- El Viborazo |
El interventor de facto, José Camilo Uriburu, se presentaba en la ciudad de Leones. Hacía poco más de una semana que había sido designado para el puesto por el dictador Roberto Levingston y en su currículum se destacaba el hecho de ser sobrino del exdictador José Félix Uriburu. Para la elite conservadora, era todo un mérito. Aquel día, el 7 de marzo de 1971, haciendo gala de su nuevo estatus, diría ante los presente: «Confundida entre la múltiple masa de valores morales que es Córdoba, por definición, se anida una venenosa serpiente cuya cabeza quizá Dios me depare el honor histórico de cortar de un solo tajo». Era combustible para un fuego que no paraba de crecer.

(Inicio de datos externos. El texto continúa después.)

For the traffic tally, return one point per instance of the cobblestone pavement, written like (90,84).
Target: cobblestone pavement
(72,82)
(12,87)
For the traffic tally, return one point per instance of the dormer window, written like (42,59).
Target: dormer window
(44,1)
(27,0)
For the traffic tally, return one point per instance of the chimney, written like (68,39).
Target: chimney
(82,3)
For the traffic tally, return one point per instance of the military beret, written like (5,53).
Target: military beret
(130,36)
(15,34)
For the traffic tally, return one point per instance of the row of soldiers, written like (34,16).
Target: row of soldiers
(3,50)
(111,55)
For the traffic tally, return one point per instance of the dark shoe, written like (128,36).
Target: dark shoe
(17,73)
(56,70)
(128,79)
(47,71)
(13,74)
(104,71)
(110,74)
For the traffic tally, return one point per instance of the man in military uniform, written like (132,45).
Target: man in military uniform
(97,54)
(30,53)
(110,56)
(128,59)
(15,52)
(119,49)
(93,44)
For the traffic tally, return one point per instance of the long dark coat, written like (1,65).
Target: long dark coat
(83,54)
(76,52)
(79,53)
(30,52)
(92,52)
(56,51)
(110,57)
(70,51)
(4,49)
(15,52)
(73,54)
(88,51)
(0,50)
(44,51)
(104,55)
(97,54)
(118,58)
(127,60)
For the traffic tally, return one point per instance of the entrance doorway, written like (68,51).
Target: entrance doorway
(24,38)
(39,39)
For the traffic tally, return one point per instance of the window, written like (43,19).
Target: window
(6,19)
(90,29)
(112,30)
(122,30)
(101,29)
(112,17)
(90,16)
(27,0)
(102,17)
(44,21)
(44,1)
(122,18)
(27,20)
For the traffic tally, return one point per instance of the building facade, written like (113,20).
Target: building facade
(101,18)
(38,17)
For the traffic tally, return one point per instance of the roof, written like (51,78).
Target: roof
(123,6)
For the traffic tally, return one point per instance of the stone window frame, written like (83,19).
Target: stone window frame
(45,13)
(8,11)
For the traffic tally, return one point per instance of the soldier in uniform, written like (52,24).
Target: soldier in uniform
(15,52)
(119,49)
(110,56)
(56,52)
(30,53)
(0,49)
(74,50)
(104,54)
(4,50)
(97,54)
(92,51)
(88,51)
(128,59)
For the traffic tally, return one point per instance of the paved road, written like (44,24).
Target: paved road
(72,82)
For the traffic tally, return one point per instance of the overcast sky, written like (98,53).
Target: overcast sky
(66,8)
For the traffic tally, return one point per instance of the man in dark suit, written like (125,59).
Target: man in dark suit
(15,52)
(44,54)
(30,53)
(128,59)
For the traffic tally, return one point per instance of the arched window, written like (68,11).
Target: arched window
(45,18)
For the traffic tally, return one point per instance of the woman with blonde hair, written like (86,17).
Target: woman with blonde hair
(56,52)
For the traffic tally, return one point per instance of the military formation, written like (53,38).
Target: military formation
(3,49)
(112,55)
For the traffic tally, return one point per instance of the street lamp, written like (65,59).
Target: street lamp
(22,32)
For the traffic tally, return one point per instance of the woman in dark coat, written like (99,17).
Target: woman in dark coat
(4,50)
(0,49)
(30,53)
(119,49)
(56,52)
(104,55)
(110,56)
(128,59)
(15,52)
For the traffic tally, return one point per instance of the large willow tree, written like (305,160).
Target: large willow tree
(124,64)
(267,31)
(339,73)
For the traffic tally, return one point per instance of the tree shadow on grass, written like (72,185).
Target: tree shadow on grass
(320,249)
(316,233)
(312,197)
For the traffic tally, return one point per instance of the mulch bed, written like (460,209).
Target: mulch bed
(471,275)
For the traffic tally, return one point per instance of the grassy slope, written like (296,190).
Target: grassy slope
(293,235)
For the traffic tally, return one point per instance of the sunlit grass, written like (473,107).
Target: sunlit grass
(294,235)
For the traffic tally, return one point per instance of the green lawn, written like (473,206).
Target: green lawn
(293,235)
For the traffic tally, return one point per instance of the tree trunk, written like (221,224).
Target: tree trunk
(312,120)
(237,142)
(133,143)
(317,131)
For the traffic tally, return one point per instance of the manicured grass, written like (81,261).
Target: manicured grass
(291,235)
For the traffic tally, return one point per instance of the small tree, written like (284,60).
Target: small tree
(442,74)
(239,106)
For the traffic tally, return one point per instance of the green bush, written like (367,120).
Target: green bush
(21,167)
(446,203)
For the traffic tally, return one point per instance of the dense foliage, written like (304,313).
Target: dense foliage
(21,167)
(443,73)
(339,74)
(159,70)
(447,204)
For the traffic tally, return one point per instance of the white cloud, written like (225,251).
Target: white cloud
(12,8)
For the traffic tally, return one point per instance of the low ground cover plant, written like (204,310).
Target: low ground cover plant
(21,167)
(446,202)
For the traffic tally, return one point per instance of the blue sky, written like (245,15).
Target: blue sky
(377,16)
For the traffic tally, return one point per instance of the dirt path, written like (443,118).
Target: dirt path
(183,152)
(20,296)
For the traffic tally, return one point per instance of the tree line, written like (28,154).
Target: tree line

Con la sombra del Cordobazo sobrevolando la provincia, la dictadura había pasado posta. Onganía, quien no mucho tiempo atrás había augurado que su mandato sería por mucho tiempo, dejaba su puesto a Levingston. La junta de las Fuerzas Armadas así lo había decidido. Sin embargo, pese a estas medidas, las movilizaciones populares no habían mermado, sino todo lo contrario. Al auge de los movimientos sociales se sumaba el fuerte crecimiento de Montoneros, PRT, entre otras organizaciones. Para ese entonces, el provocador discurso de Uriburu, apuntado directamente al marxismo y a la lucha por derechos, movía las brasas y la CGT Córdoba anunciaba un paro para el 12 de ese mes. El pueblo reclamaba una nueva sociedad.
Aquel día, más de cien fábricas serían tomadas de forma pacífica por sus trabajadores. Pero la dictadura no observaría indiferente. Al poco tiempo, la noticia de que la policía estaba deteniendo gente corrió de boca en boca y las calles se fueron llenando de barricadas. Horas después, Adolfo Cepeda, un obrero de 18 años, era asesinado y los sindicatos, con Agustín Tosco entre ellos, avisaban que la protesta continuaría. Tan solo tres días más tarde, toda Córdoba paralizaba. El pueblo entero se movilizaba tomando las calles y demandando el fin de la dictadura con el socialismo como bandera. El levantamiento era un hecho y la indignación se extendía barrio por barrio.
Al frente de las tropas militares iba Alcides López Aufranc, instructor de la doctrina francesa y represor durante el genocidio de la última dictadura. Esa tarde, el saldo sería de 260 detenciones y el asesinato de un trabajador. Al día siguiente, la lucha lograba que el corto mandato de Uriburu llegase a su ocaso. Un solo tajo del pueblo y el flamante interventor era reemplazado. Una semana después, también caía el dictador Levingston y, en su reemplazo, asumía de facto Lanusse. El clima social parecía llevarse por delante largos años de dictaduras y Gobiernos no democráticos y, en el horizonte, las Fuerzas Armadas preparaban el Gran Acuerdo Nacional prometiendo la vuelta de la democracia. Un nuevo rumbo que tendría un desenlace fatídico. Un nuevo plan sistemático contra el pueblo. Pero, para esa historia, faltaban unos años.